Faure Gnassingbé (1966- )

Faure Gnassingbe (the Economist)
Faure Gnassingbé (the Economist)

The current president of Togo, Faure Essozimna Gnassingbé Eyadema, was born on June 6, 1966, in Afanyagan, Togo. His parents were, Etienne Gnassingbé Eyadema, an army officer, and Veronica Massan.

Faure Gnassingbe (BBC)
Faure Gnassingbé (BBC)

A year after his birth in 1967, Gnassingbé’s father seized power in a military coup that overthrew the government of President Nicolas Grunitzky. His father then became president of Togo.

Gnassingbé was educated in Lome, the capital city of Togo and then he studied at the Sorbonne in Paris where he earned degrees in economics and international relations. He next attended George Washington University in Washington, D.C. where he earned a master’s degree in Business Administration. He later returned to Togo to be a financial advisor to his father and to manage his father’s vast business interests.

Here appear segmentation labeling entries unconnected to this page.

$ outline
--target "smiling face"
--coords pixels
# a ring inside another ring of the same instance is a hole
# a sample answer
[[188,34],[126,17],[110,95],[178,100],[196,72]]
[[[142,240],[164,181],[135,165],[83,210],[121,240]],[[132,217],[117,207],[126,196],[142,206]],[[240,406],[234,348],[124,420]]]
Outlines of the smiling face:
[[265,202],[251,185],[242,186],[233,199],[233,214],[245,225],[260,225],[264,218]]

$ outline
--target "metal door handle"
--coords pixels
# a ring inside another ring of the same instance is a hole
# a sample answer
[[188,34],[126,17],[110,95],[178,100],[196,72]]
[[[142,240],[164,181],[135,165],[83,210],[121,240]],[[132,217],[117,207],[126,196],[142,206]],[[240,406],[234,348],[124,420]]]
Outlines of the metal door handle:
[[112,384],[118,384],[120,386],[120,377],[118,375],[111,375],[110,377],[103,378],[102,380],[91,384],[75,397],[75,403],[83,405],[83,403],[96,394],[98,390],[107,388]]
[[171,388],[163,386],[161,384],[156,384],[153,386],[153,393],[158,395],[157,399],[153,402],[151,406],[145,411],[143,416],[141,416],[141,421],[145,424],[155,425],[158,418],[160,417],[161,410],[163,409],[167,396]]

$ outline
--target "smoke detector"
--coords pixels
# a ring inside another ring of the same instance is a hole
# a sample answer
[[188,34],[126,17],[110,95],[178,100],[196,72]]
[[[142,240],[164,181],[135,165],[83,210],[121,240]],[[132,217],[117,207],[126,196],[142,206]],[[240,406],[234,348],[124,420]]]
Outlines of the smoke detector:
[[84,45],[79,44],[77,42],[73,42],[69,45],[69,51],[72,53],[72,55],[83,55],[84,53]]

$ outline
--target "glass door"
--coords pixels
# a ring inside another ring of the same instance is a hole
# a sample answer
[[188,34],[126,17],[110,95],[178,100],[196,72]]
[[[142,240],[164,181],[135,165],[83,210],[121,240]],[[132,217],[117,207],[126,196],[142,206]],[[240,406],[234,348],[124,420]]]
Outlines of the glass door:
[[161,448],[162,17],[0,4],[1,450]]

Faure Gnassingbe Campaign Sign (VOANews.com)
Faure Gnassingbé Campaign Sign (VOANews.com)

In June 2002, Gnassingbé ran for a seat in parliament and won. He represented the Blitta area and was soon afterward appointed Minister of Transportation, Mines, and Equipment by his father. In 2002 the Togolese constitution was amended to lower the eligibility age for president from 40 to 35 (Gnassingbé was 36 at the time).

On February 5, 2006, his father, President Etienne Gnassingbé Eyadema, died. The military stepped in and named Faure as his father’s successor to the presidency. This coup was denounced throughout Africa and the world. International pressure was applied and Gnassingbé responded by briefly stepping down. The speaker of parliament, Bonfoh Abass, was appointed interim president until an election could be held in April 2006. Gnassingbé was elected president with 60% of the vote. On May 4, 2006, Gnassingbé was installed as president of Togo.

After months of negotiations, in August 2006 Gnassingbé signed an agreement with opposition groups providing for their inclusion in the government. Gnassingbé sought better relations with European leaders to get badly needed foreign aid. In 2009 a coup attempt was made by Gnassingbé ’s half-brother, Kpatcha, a former defense minister, and another half-brother, Essolizam. The coup was unsuccessful and in 2012 Kpatcha was sentenced to 20 years in prison while Essolizam was acquitted.

In 2010 Gnassingbé was re-elected in 2012 he formed a new political party, the Union for the Republic, which won a majority of seats in the 2013 parliamentary elections. In the April 25, 2015, presidential election, Gnassingbé was reelected with almost 59 percent of the vote.

Faure Gnassingbe (Africa Times)
Faure Gnassingbe (Africa Times)

In August 2017 demonstrations were held demanding a two-term presidential limit be implemented and applied retroactively. Protestors also demanded a two-round presidential election system. The government refused their demands and protests continued sporadically through 2018.

The legislative elections in December 2018 were boycotted by the protesters which resulted in Gnassingbé’s party and allies winning a majority of seats—enough to pass constitutional amendments. In May 2019 a constitutional amendment was passed limiting a president to two terms of office. However, the amendment was not retroactive. giving Gnassingbé the option to run in 2020 and 2025, potentially serving as president until 2030. Gnassingbé ran in the election of February 2020 winning more than 70% of the vote. Gnassingbé is married to Nana Ama Kufuor.